Ainsi, et conformément à l'article L. 1132-1 du code du travail, aucune personne ne peut être écartée d'une procédure de recrutement ou de l'accès à un stage ou à une période de formation en entreprise, aucun salarié ne peut être sanctionné, licencié ou faire l'objet d'une mesure discriminatoire, directe ou indirecte, notamment en matière de rémunération, de mesures d'intéressement ou de distribution d'actions, de formation, de reclassement, d'affectation, de qualification, de classification, de promotion professionnelle, de mutation ou de renouvellement de contrat en raison de son origine, de son sexe, de ses mœurs, de son orientation sexuelle ou identité de genre, de son âge, de sa situation de famille ou de sa grossesse, de ses caractéristiques génétiques, de la particulière vulnérabilité résultant de sa situation économique, apparente ou connue de son auteur, de son appartenance ou de sa non-appartenance, vraie ou supposée, à une ethnie, une nation ou une origine, de ses opinions politiques, de ses activités syndicales ou mutualistes, de ses convictions religieuses, de son apparence physique, de son nom de famille, de son lieu de résidence ou de sa domiciliation bancaire, ou en raison de son état de santé, de sa perte d'autonomie ou de son handicap, de sa capacité à s'exprimer dans une langue autre que le français. (1)
La déclinaison du principe d'égalité entre les hommes et les femmes et de l'égalité de traitement se fera au travers des accords de branche spécifiques ou généraux intégrant cette dimension. »
(1) Alinéa étendu sous réserve du respect de l'article L. 1132-1 du code du travail, modifié par la loi n° 2019-1461 du 27 décembre 2019.
(Arrêté du 23 mai 2022 - art. 1)
En vigueur
Dénonciation, révision de l'avenant
Le présent avenant pourra être révisé conformément aux dispositions de la convention collective en vigueur au jour de l'engagement de la procédure de révision.
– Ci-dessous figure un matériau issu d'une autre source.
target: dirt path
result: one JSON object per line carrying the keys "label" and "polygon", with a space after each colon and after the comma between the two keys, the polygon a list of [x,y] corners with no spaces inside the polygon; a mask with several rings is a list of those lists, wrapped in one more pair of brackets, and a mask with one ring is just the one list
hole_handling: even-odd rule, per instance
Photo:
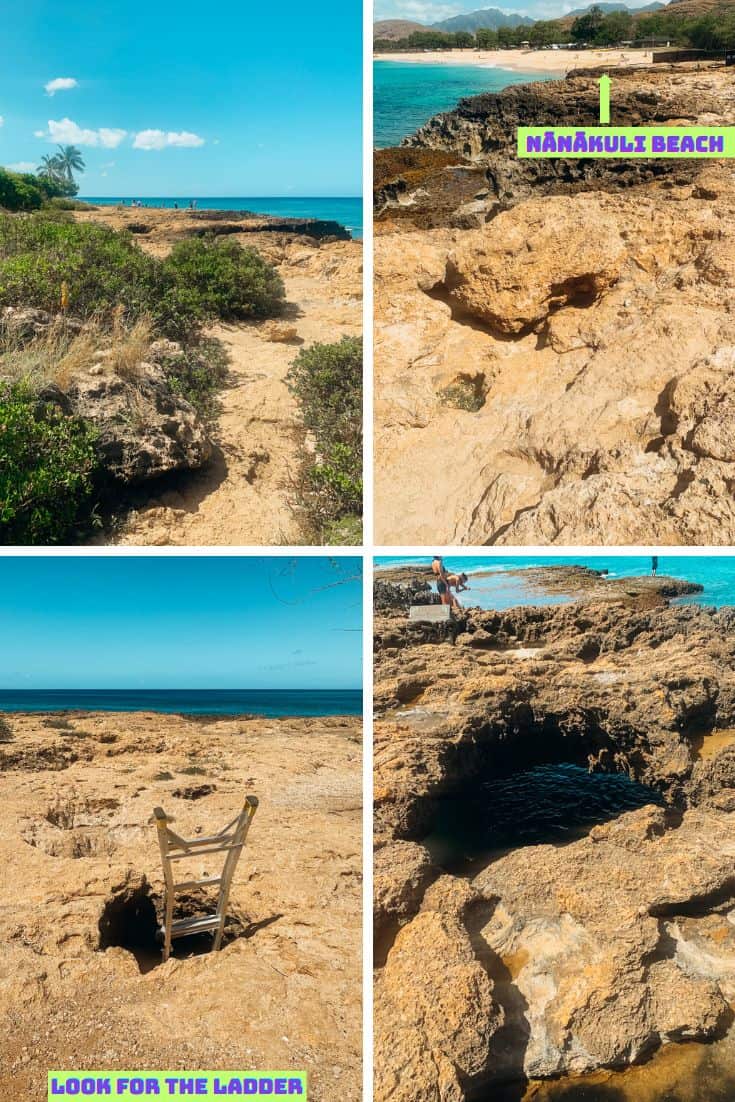
{"label": "dirt path", "polygon": [[362,249],[358,242],[258,247],[286,285],[289,316],[277,328],[294,328],[296,337],[269,340],[268,322],[212,330],[231,357],[214,461],[131,513],[117,544],[303,542],[291,503],[300,426],[284,378],[300,348],[361,333]]}

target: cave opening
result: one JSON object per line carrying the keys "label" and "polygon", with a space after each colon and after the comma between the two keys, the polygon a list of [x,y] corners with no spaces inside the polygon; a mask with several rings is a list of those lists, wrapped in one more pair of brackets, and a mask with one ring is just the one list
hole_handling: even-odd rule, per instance
{"label": "cave opening", "polygon": [[435,864],[472,876],[513,849],[566,845],[627,811],[665,806],[628,734],[618,730],[613,746],[598,716],[537,716],[527,706],[502,726],[479,724],[455,746],[449,783],[424,819]]}
{"label": "cave opening", "polygon": [[659,792],[626,773],[591,773],[570,762],[535,765],[438,801],[424,844],[446,872],[471,873],[509,850],[565,845],[598,823],[663,803]]}

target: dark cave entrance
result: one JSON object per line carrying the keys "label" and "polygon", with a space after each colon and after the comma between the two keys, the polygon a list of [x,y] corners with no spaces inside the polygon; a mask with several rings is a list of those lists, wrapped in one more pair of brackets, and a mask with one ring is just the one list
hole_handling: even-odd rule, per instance
{"label": "dark cave entrance", "polygon": [[502,725],[475,726],[452,748],[449,783],[424,817],[421,840],[446,872],[472,876],[510,850],[566,845],[627,811],[665,806],[645,783],[644,740],[622,728],[611,736],[604,717],[524,704]]}
{"label": "dark cave entrance", "polygon": [[652,803],[662,805],[661,794],[625,773],[536,765],[438,801],[424,844],[447,872],[471,874],[509,850],[574,842],[596,824]]}

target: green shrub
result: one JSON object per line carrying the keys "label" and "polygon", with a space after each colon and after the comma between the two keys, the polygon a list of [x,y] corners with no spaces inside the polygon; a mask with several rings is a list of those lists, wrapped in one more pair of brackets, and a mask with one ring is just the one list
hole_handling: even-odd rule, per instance
{"label": "green shrub", "polygon": [[171,389],[200,414],[215,412],[215,395],[227,375],[227,353],[219,341],[201,340],[166,362]]}
{"label": "green shrub", "polygon": [[321,539],[348,518],[354,532],[362,516],[362,341],[343,337],[302,349],[286,382],[314,438],[313,454],[304,451],[301,483],[310,522]]}
{"label": "green shrub", "polygon": [[0,716],[0,742],[12,742],[13,741],[13,728],[8,723],[5,716]]}
{"label": "green shrub", "polygon": [[121,305],[146,312],[156,286],[156,261],[128,234],[65,217],[0,219],[0,305],[58,313],[61,286],[76,317],[109,314]]}
{"label": "green shrub", "polygon": [[71,199],[65,195],[54,195],[46,202],[46,209],[51,210],[97,210],[92,203],[85,203],[82,199]]}
{"label": "green shrub", "polygon": [[64,283],[75,317],[109,320],[122,310],[183,342],[214,318],[277,313],[284,298],[275,269],[235,242],[183,241],[159,260],[130,234],[74,222],[59,209],[0,216],[0,306],[58,313]]}
{"label": "green shrub", "polygon": [[267,318],[281,310],[285,290],[278,272],[255,249],[236,241],[189,238],[174,246],[164,264],[210,317]]}
{"label": "green shrub", "polygon": [[35,176],[0,168],[0,207],[5,210],[38,210],[46,194]]}
{"label": "green shrub", "polygon": [[27,385],[0,384],[0,543],[60,543],[90,514],[94,433]]}

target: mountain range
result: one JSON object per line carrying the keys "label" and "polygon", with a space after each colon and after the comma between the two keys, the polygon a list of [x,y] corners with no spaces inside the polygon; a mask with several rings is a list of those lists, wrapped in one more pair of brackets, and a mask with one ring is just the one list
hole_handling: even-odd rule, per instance
{"label": "mountain range", "polygon": [[[687,3],[687,0],[671,0],[672,3]],[[659,11],[666,7],[661,0],[653,0],[645,6],[631,7],[621,3],[620,0],[602,0],[597,5],[587,4],[584,8],[575,8],[558,16],[565,21],[584,15],[591,7],[602,8],[604,12],[629,11],[640,15],[642,12]],[[470,31],[474,33],[481,28],[496,31],[498,27],[530,27],[534,23],[527,15],[518,12],[504,12],[500,8],[482,8],[479,11],[463,12],[461,15],[453,15],[449,19],[442,19],[438,23],[416,23],[409,19],[381,19],[373,25],[373,38],[387,38],[396,40],[406,38],[413,31]]]}

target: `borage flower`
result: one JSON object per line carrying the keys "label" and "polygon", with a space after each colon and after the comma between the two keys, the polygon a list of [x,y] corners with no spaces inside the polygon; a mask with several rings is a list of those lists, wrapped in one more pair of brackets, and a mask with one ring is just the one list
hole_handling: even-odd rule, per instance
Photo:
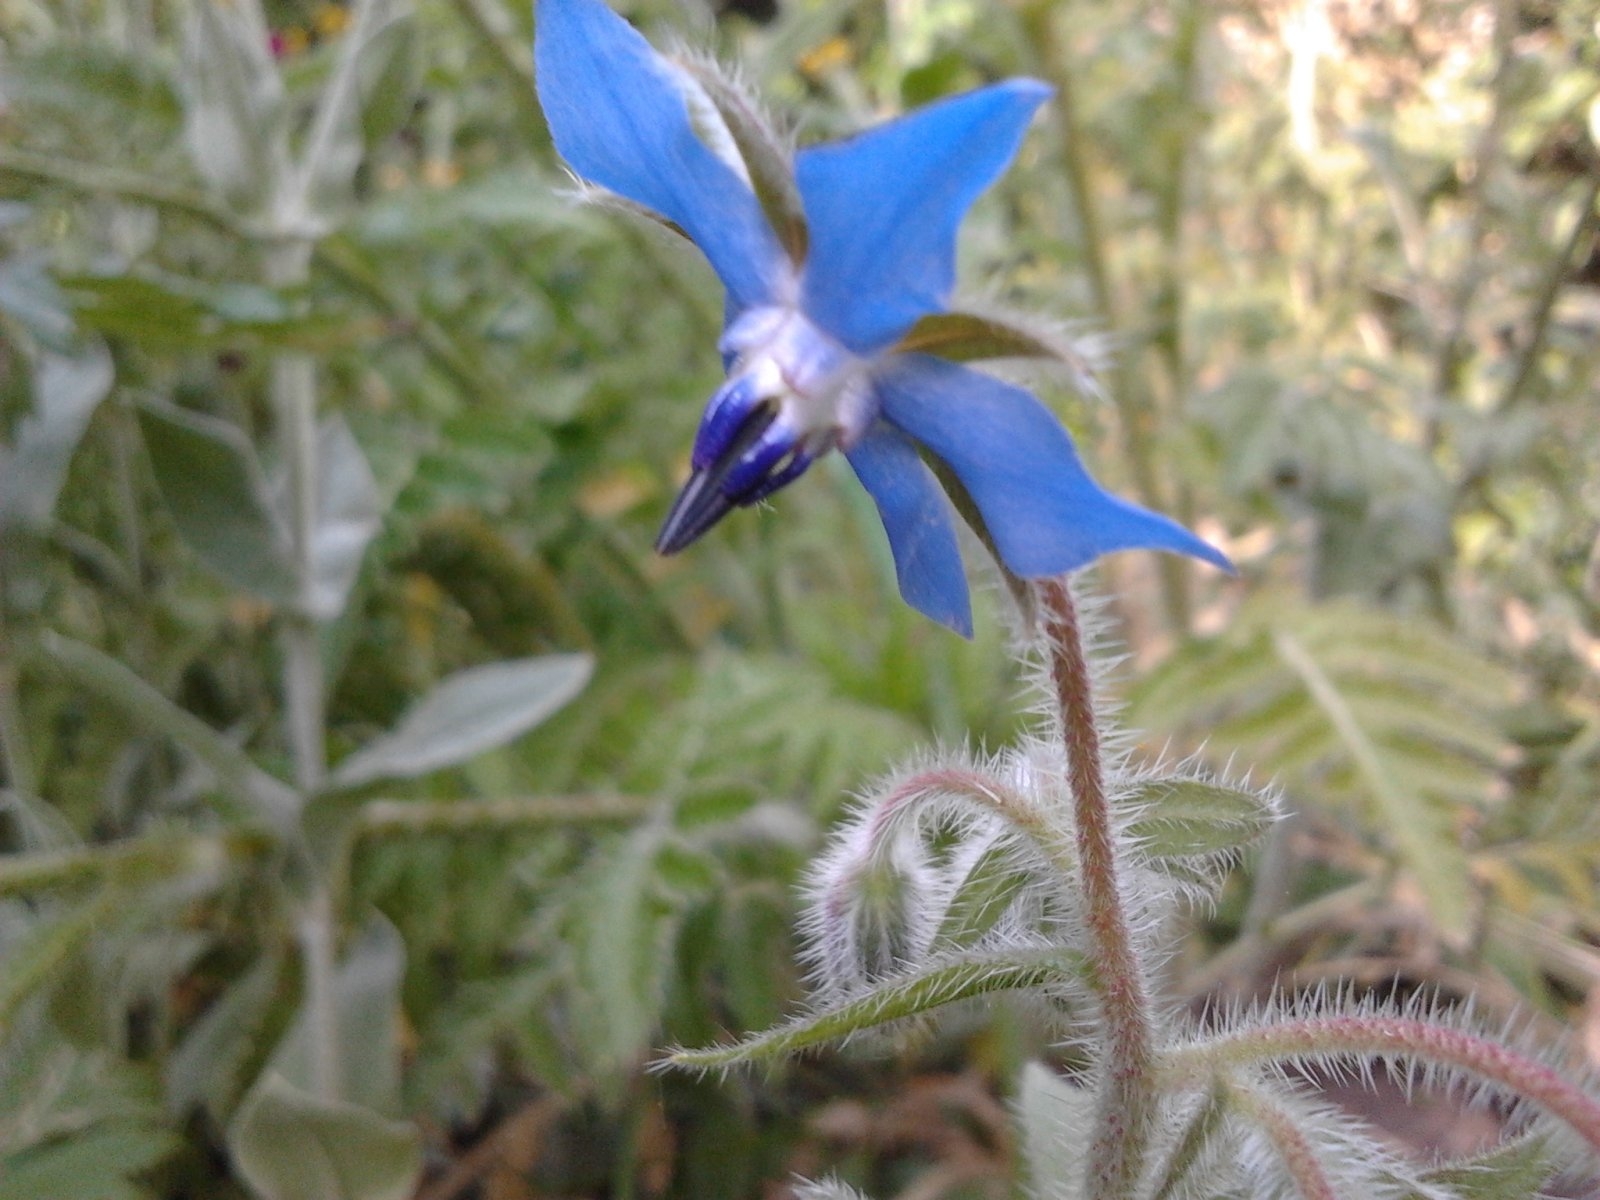
{"label": "borage flower", "polygon": [[980,88],[791,161],[725,83],[658,55],[602,0],[538,0],[535,15],[556,149],[687,234],[727,290],[727,381],[657,550],[682,550],[837,449],[877,505],[901,594],[968,636],[946,487],[1017,576],[1136,547],[1228,568],[1182,526],[1102,490],[1031,394],[921,349],[982,324],[946,311],[957,227],[1049,88]]}

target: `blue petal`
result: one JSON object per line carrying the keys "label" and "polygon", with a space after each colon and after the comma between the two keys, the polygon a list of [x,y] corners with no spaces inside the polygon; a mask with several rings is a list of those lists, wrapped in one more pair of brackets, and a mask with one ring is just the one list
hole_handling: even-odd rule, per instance
{"label": "blue petal", "polygon": [[917,448],[880,423],[845,457],[878,506],[906,603],[971,637],[972,605],[950,504]]}
{"label": "blue petal", "polygon": [[887,360],[877,384],[884,419],[950,465],[1016,574],[1059,575],[1131,549],[1233,569],[1176,521],[1104,491],[1061,423],[1021,388],[922,354]]}
{"label": "blue petal", "polygon": [[730,310],[773,299],[787,259],[755,193],[700,140],[678,78],[631,25],[601,0],[539,0],[534,63],[574,171],[681,226]]}
{"label": "blue petal", "polygon": [[945,305],[956,229],[1016,154],[1050,89],[1014,79],[931,104],[848,141],[802,150],[810,230],[802,304],[858,354]]}

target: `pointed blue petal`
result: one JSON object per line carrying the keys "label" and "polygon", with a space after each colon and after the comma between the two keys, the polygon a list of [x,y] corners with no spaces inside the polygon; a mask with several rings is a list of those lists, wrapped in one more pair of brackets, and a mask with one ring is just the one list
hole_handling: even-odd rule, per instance
{"label": "pointed blue petal", "polygon": [[561,157],[681,226],[731,310],[772,300],[783,249],[750,186],[695,134],[673,69],[602,0],[539,0],[536,17],[539,103]]}
{"label": "pointed blue petal", "polygon": [[810,230],[802,305],[859,354],[945,305],[956,229],[1005,170],[1050,89],[1013,79],[919,109],[847,141],[802,150]]}
{"label": "pointed blue petal", "polygon": [[922,354],[889,359],[877,385],[884,419],[950,465],[1016,574],[1059,575],[1131,549],[1233,569],[1176,521],[1104,491],[1061,423],[1021,388]]}
{"label": "pointed blue petal", "polygon": [[880,423],[845,457],[878,506],[906,603],[971,637],[972,605],[950,504],[917,448]]}

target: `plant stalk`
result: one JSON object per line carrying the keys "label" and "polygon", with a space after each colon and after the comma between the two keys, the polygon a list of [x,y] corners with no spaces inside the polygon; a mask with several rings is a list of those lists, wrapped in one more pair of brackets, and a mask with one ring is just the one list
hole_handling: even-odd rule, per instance
{"label": "plant stalk", "polygon": [[1467,1030],[1383,1013],[1286,1017],[1192,1043],[1166,1057],[1165,1082],[1193,1086],[1230,1067],[1330,1055],[1410,1059],[1453,1067],[1538,1105],[1600,1151],[1600,1102],[1538,1059]]}
{"label": "plant stalk", "polygon": [[[304,286],[310,276],[312,242],[286,238],[267,253],[267,281],[274,287]],[[303,804],[312,802],[327,775],[327,681],[316,618],[309,600],[315,570],[318,508],[317,378],[309,355],[285,352],[271,364],[270,387],[277,417],[279,457],[288,482],[291,560],[299,602],[282,620],[285,738],[295,787]],[[338,1100],[340,1078],[339,1013],[335,1001],[335,922],[333,892],[314,849],[302,848],[311,873],[298,922],[305,970],[306,1036],[310,1044],[312,1095]]]}
{"label": "plant stalk", "polygon": [[[1072,204],[1078,217],[1082,239],[1084,272],[1089,278],[1089,290],[1094,300],[1095,320],[1111,338],[1121,353],[1117,364],[1108,373],[1107,390],[1116,405],[1122,426],[1123,455],[1129,475],[1140,499],[1151,508],[1166,511],[1167,496],[1161,486],[1161,474],[1156,466],[1155,426],[1157,413],[1150,403],[1147,390],[1140,386],[1137,372],[1129,359],[1126,325],[1117,301],[1112,280],[1111,264],[1106,252],[1105,226],[1096,199],[1094,168],[1087,147],[1089,138],[1084,132],[1077,101],[1076,71],[1068,61],[1066,47],[1062,44],[1057,27],[1060,6],[1050,3],[1030,5],[1023,15],[1023,25],[1029,42],[1037,47],[1041,73],[1055,88],[1055,110],[1059,131],[1058,155],[1066,172],[1067,184],[1072,192]],[[1194,8],[1198,10],[1199,6]],[[1186,20],[1186,27],[1191,22]],[[1192,21],[1198,28],[1199,17]],[[1193,38],[1180,39],[1179,50],[1193,58]],[[1184,46],[1187,50],[1184,50]],[[1192,62],[1191,62],[1192,68]],[[1192,74],[1192,69],[1191,69]],[[1175,169],[1182,170],[1186,151],[1180,149]],[[1181,222],[1181,178],[1174,185],[1179,189],[1177,208],[1170,222]],[[1169,189],[1170,190],[1170,189]],[[1174,268],[1176,270],[1176,268]],[[1176,310],[1174,310],[1176,311]],[[1181,315],[1181,314],[1178,314]],[[1174,319],[1177,319],[1174,316]],[[1172,352],[1181,355],[1181,343],[1172,342]],[[1176,385],[1175,385],[1176,386]],[[1175,631],[1189,627],[1189,590],[1183,563],[1172,555],[1160,555],[1157,571],[1161,580],[1162,608],[1167,622]]]}
{"label": "plant stalk", "polygon": [[0,780],[19,805],[30,805],[38,796],[33,756],[28,752],[22,728],[22,706],[17,701],[17,668],[11,657],[3,609],[0,609]]}
{"label": "plant stalk", "polygon": [[1106,1026],[1104,1091],[1099,1127],[1089,1151],[1089,1194],[1097,1200],[1119,1200],[1135,1193],[1154,1116],[1150,998],[1118,880],[1116,839],[1095,720],[1094,681],[1084,654],[1072,587],[1061,577],[1038,588],[1072,790],[1079,879],[1089,927],[1090,978]]}
{"label": "plant stalk", "polygon": [[1555,311],[1561,287],[1566,282],[1567,272],[1572,268],[1573,256],[1583,244],[1583,239],[1595,228],[1596,223],[1600,222],[1597,203],[1600,203],[1600,173],[1589,177],[1588,184],[1583,190],[1583,197],[1578,202],[1578,215],[1572,223],[1572,230],[1550,260],[1539,288],[1539,295],[1534,301],[1533,320],[1528,329],[1527,340],[1517,353],[1516,370],[1512,372],[1511,378],[1506,380],[1506,386],[1495,404],[1495,412],[1509,411],[1522,398],[1528,380],[1533,378],[1534,368],[1539,363],[1539,355],[1544,350],[1545,334],[1550,328],[1550,314]]}

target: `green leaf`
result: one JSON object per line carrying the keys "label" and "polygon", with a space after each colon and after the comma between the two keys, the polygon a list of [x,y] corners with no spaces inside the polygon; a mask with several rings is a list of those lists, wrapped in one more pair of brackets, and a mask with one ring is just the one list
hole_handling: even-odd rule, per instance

Il pourra être dénoncé à tout moment conformément aux dispositions légales.En vigueur
Dépôt et extensionLe présent avenant sera adressé, à l'issue du délai d'opposition de 15 jours, au ministère en vue de son extension, en deux exemplaires dont un sur support papier et l'autre sur support électronique, ainsi qu'au conseil de prud'hommes de Paris, selon les dispositions de l'article D. 2231-2 du code du travail.
Conformément à l'article L. 2231-5-5 du code du travail, l'accord sera publié dans la base de données nationale des accords.
Les parties signataires du présent avenant conviennent que culture viande sera chargé de ces formalités de dépôt et de demande d'extension.